FEG heeft vervolgens cassatie ingesteld tegen het arrest van het hof. De Hoge Raad heeft de zaak beoordeeld en geconcludeerd dat de klachten die door FEG in het cassatiemiddel zijn aangevoerd, niet tot cassatie kunnen leiden. De Hoge Raad oordeelt dat, gezien artikel 81 van de Wet op de rechterlijke organisatie, er geen nadere motivering nodig is, omdat de klachten niet nopen tot beantwoording van rechtsvragen die van belang zijn voor de rechtseenheid of de rechtsontwikkeling.

Op 18 april 2008 heeft de Hoge Raad het beroep van FEG verworpen. Dit arrest is gewezen door de raadsheren A.M.J. van Buchem-Spapens, als voorzitter, A. Hammerstein en C.A. Streefkerk, en is in het openbaar uitgesproken door raadsheer E.J. Numann.

Uitspraak

18 april 2008
Eerste Kamer
Nr. 07/13587HR
IV/MD
Hoge Raad der Nederlanden
Arrest
in de zaak van:
DE NEDERLANDSE FEDERATIEVE VERENIGING VOOR DE GROOTHANDEL OP ELECTROTECHNISCH GEBIED,
gevestigd te 's-Gravenhage,
VERZOEKSTER tot cassatie,
advocaat: mrs. M. Ynzonides en E.D. van Geuns,
t e g e n
CEF CITY ELECTRICAL FACTORS B.V.,
gevestigd te 's-Gravenhage,
VERWEERSTER in cassatie,
advocaat mr.
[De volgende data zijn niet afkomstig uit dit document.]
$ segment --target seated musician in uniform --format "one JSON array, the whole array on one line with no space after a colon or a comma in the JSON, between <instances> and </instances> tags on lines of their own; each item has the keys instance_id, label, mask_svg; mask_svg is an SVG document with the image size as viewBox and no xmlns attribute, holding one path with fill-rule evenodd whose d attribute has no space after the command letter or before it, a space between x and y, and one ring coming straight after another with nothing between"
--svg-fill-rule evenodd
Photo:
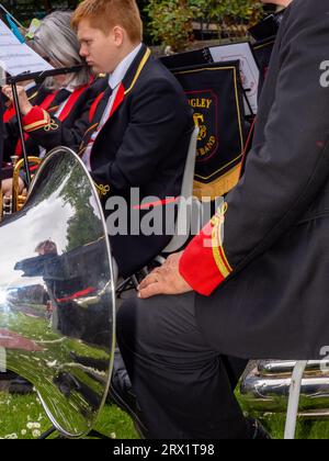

D. Rijpma.
Partijen zullen hierna ook worden aangeduid als FEG en CEF.
1. Het geding in feitelijke instanties
Met een op 26 juni 2007 ter griffie van de rechtbank 's-Gravenhage ingediend verzoekschrift heeft CEF zich gewend tot die rechtbank en verzocht FEG in staat van faillissement te verklaren.
FEG heeft het verzoek bestreden.
Na mondelinge behandeling van de zaak heeft de rechtbank bij vonnis van 8 augustus 2007 het verzoek afgewezen.
Tegen dit vonnis heeft CEF hoger beroep ingesteld bij het gerechtshof te 's-Gravenhage.
Na mondelinge behandeling van de zaak heeft het hof bij arrest van 6 december 2007 het bestreden vonnis vernietigd en FEG in staat van faillissement verklaard, zulks met benoeming van een rechter-commissaris en met aanstelling van een curator.
Het arrest van het hof is aan dit arrest gehecht.
2. Het geding in cassatie
Tegen het arrest van het hof heeft FEG beroep in cassatie ingesteld. Het cassatierekest is aan dit arrest gehecht en maakt daarvan deel uit.
CEF heeft geen verweerschrift ingediend.
De conclusie van de Advocaat-Generaal L. Timmerman strekt tot verwerping.
De advocaten van FEG hebben bij brief van 14 maart 2008 op die conclusie gereageerd.
3. Beoordeling van het middel
De in het middel aangevoerde klachten kunnen niet tot cassatie leiden. Zulks behoeft, gezien art. 81 RO, geen nadere motivering nu de klachten niet nopen tot beantwoording van rechtsvragen in het belang van de rechtseenheid of de rechtsontwikkeling.
4. Beslissing
De Hoge Raad verwerpt het beroep.
Dit arrest is gewezen door de raadsheren A.M.J. van Buchem-Spapens, als voorzitter, A. Hammerstein en C.A. Streefkerk, en in het openbaar uitgesproken door de raadsheer E.J. Numann op 18 april 2008.